Cette salle, il la reconnut aussitôt… C’était la magnifique pièce aux colonnades, aux statues, aux torchères d’or… la salle du trône!…


– Trône sans souveraine! murmura Pardaillan en hochant la tête avec un singulier sentiment d’ironie où il y avait presque de la pitié pour cette femme qui avait voulu le faire tuer deux ou trois heures après qu’il l’avait sauvée… Car quel autre que Fausta avait pu prévenir Guise?


Pardaillan allait s’éloigner et continuer son excursion, en se disant que, s’il trouvait moyen d’arriver jusqu’à la porte d’entrée sans rencontrer personne, il trouverait bien le moyen de l’ouvrir; il allait donc reprendre sa marche, lorsqu’il demeura cloué sur place… Il lui semblait qu’il venait d’entendre comme un léger bruit de pas.


Ce bruit venait de la grande salle du trône. Pardaillan colla son œil à la fente des rideaux et aperçut une sorte de fantôme vêtu de blanc qui marchait, ou plutôt glissait d’un pas majestueux…


– Fausta! murmura le chevalier.


C’était Fausta en effet, calme, grave, sereine comme à son habitude. Derrière elle venait un homme qui, en entrant dans la salle, laissa retomber le manteau dont il se couvrait à demi le visage.


«Le duc de Guise! fit Pardaillan en lui-même.»


Fausta s’était arrêtée vers le milieu de la salle et, prenant place dans un fauteuil, avait indiqué un siège à Guise, qui s’assit lui-même.


– Voilà donc, gronda Pardaillan dont le visage flamboyait, voilà la femme qui a voulu me tuer à chacune de nos rencontres… et aujourd’hui même! Voici l’homme qui a jeté une meute enragée à mes trousses et a bouleversé la Cité pour me faire assassiner!… Voici l’homme qui a dit que j’étais un lâche parce que je me rendais à lui, parce que je voulais sauver une malheureuse!… Je les tiens là, tous deux… ils sont seuls… Si je me montrais tout à coup, et si, profitant de leur stupeur, je les frappais mortellement l’un et l’autre, ne serait-ce pas mon droit?
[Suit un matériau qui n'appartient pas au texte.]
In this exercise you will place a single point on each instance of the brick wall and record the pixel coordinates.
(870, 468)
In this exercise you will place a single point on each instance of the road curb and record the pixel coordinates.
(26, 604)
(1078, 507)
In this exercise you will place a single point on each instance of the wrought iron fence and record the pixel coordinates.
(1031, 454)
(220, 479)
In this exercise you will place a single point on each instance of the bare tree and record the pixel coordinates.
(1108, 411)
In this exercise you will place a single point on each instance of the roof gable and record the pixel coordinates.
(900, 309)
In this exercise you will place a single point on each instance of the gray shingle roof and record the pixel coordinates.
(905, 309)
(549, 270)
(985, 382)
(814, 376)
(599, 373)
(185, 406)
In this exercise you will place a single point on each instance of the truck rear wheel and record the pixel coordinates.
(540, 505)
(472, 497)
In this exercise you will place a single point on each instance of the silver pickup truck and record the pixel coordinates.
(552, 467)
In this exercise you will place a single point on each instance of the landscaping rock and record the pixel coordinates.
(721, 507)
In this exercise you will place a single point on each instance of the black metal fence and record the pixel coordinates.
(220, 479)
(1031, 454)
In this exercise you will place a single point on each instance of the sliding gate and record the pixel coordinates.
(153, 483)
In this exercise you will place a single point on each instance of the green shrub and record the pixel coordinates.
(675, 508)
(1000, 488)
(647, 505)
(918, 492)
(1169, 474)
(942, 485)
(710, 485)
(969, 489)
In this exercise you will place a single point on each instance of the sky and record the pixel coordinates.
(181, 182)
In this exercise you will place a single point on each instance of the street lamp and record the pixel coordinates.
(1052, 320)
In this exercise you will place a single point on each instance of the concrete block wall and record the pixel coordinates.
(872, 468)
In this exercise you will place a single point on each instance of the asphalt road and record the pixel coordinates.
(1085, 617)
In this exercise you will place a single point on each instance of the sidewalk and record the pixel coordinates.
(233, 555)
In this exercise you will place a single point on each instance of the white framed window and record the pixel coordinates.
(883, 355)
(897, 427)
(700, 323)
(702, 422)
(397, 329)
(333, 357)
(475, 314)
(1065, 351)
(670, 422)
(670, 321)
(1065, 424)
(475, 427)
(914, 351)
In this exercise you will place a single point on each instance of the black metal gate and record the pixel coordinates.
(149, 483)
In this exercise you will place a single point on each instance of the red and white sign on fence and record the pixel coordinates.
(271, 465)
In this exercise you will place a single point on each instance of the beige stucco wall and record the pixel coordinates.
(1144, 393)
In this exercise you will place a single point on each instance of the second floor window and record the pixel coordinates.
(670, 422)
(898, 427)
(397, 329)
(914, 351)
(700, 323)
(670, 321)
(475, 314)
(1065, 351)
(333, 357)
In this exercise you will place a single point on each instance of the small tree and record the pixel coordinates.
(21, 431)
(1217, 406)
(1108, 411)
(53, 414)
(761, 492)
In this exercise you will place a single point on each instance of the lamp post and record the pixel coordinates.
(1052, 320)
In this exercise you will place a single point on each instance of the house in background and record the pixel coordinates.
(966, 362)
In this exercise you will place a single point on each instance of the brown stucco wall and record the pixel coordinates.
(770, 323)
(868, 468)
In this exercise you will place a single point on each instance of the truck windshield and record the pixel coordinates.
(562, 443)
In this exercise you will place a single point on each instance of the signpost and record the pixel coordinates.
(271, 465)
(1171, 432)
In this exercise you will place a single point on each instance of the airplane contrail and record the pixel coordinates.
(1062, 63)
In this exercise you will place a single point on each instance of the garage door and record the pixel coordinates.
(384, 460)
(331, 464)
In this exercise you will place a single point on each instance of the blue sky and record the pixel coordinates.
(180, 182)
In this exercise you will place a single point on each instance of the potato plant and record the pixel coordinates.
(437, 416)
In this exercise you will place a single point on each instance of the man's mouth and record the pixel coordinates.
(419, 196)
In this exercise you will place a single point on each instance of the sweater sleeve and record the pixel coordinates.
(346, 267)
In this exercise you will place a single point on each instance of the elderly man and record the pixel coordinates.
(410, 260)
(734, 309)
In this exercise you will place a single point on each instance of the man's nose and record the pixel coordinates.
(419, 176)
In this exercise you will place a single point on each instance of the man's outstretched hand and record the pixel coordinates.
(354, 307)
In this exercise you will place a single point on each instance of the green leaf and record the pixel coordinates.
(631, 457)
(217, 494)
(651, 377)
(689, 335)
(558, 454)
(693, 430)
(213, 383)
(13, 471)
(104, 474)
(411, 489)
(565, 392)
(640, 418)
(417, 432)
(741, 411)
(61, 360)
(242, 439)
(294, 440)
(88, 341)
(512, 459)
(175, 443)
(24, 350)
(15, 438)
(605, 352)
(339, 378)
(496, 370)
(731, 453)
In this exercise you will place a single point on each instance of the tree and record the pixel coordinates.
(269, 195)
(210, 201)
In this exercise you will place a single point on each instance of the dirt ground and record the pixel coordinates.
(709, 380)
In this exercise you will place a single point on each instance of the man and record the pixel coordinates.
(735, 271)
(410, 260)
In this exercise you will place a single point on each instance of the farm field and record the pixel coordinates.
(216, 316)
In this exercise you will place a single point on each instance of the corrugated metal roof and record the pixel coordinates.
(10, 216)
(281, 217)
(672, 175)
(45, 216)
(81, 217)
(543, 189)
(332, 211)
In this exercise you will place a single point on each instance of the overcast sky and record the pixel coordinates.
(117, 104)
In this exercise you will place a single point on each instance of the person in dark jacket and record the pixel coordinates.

Pardaillan tourmentait le manche de son poignard. Mais bientôt, sa physionomie s’apaisa, sa main retomba, et pensif, il murmura:


– Ce serait mon droit peut-être… mais alors j’aurais mérité ce mot dont Guise m’a souffleté rue Saint-Denis… je serais un lâche! Non, ce n’est pas ainsi que je dois me venger… Ce mot, Guise doit en mourir… Il en mourra. Je l’ai juré… mais il faut qu’il sache qu’un Pardaillan ne frappe pas à l’improviste et par derrière!… Attendons… écoutons!…


Et Pardaillan se mit à écouter et à regarder, oubliant ce qu’il y avait d’étrange et de périlleux dans sa situation.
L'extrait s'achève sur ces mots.